Nancy Pelosi has been owning Donald Trump ever since that fateful Oval Office meeting when Trump spontaneously invited reporters in to record as Pelosi secured her speakership while Trump laid his grave by declaring the pride he would take in shutting down the government.
Since then, Pelosi has peppered Trump with little insults, such as saying his wall-funding ultimatum was "like a manhood thing for him" and then mocking his retreat on the concrete barrier by suggesting he wanted "a beaded curtain or something."

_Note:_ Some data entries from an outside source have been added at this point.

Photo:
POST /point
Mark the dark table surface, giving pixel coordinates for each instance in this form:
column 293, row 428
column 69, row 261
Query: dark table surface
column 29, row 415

Pelosi's latest piece of brilliance was to deprive Trump of the one thing he craves above all else: an audience. To the surprise of many in her caucus, she showed up for a meeting with her colleagues Wednesday morning with a letter she had just sent disinviting Trump from delivering the State of the Union speech later this month unless the government was reopened this week. The letter cited the extraordinary "security concerns" of gathering pretty close to the entire U.S. government under one roof at a time when the Secret Service and Department of Homeland Security haven't been funded for 26 days.

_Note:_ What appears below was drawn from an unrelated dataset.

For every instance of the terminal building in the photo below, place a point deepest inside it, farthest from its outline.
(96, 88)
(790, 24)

But she's got more where that came from. On Thursday, she added another rationale: fairness. "Let's pay the employees," Pelosi told reporters. "Maybe [Trump] thinks it is okay not to pay people who do work. I don't. My caucus doesn't either." Put Democrats down for the risky proposition that federal employees shouldn't be treated like indentured servants subject to the whims of a madman lording over them.

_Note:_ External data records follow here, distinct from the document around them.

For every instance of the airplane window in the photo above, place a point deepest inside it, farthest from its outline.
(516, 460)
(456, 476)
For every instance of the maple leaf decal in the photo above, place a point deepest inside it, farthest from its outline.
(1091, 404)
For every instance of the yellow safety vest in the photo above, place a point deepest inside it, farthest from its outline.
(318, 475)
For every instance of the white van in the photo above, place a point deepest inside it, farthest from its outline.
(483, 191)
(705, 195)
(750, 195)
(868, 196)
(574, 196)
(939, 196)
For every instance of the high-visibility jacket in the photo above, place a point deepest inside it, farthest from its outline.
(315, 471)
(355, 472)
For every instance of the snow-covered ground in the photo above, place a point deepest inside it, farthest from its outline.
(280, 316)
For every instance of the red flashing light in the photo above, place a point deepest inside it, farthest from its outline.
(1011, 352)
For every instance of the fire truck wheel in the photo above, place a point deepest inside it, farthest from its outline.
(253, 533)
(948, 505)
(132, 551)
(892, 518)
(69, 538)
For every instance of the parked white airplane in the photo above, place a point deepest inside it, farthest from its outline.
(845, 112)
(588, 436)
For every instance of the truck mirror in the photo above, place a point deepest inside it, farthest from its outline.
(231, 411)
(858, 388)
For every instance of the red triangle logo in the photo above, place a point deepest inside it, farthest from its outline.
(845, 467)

Look, Trump and his aides are frankly proving just how truly pathetic they are, now that they've gotten their first whiff of political pushback from Congress. They're tanking in the polls like an unpowered submarine, and every day Pelosi throws a few more sandbags their way. And while congressional Republicans flop around like netted fish, the Democratic caucus is a vision of discipline.
As Josh Holmes, a former aide to Mitch McConnell, told the Washington Post of Pelosi, "She wields the knife." She’s also so thoroughly destroying Trump that reporters are clearly working to drum up downsides for her. The Post writes:
But Pelosi’s challenge to Trump also comes with a degree of risk, for her and for Democrats. The more she becomes the face of Trump’s opposition, the more Republicans will probably use her unpopularity nationally to label vulnerable House Democrats as Pelosi clones — a potentially potent line of attack against sitting lawmakers who cast votes in lock-step with party leaders.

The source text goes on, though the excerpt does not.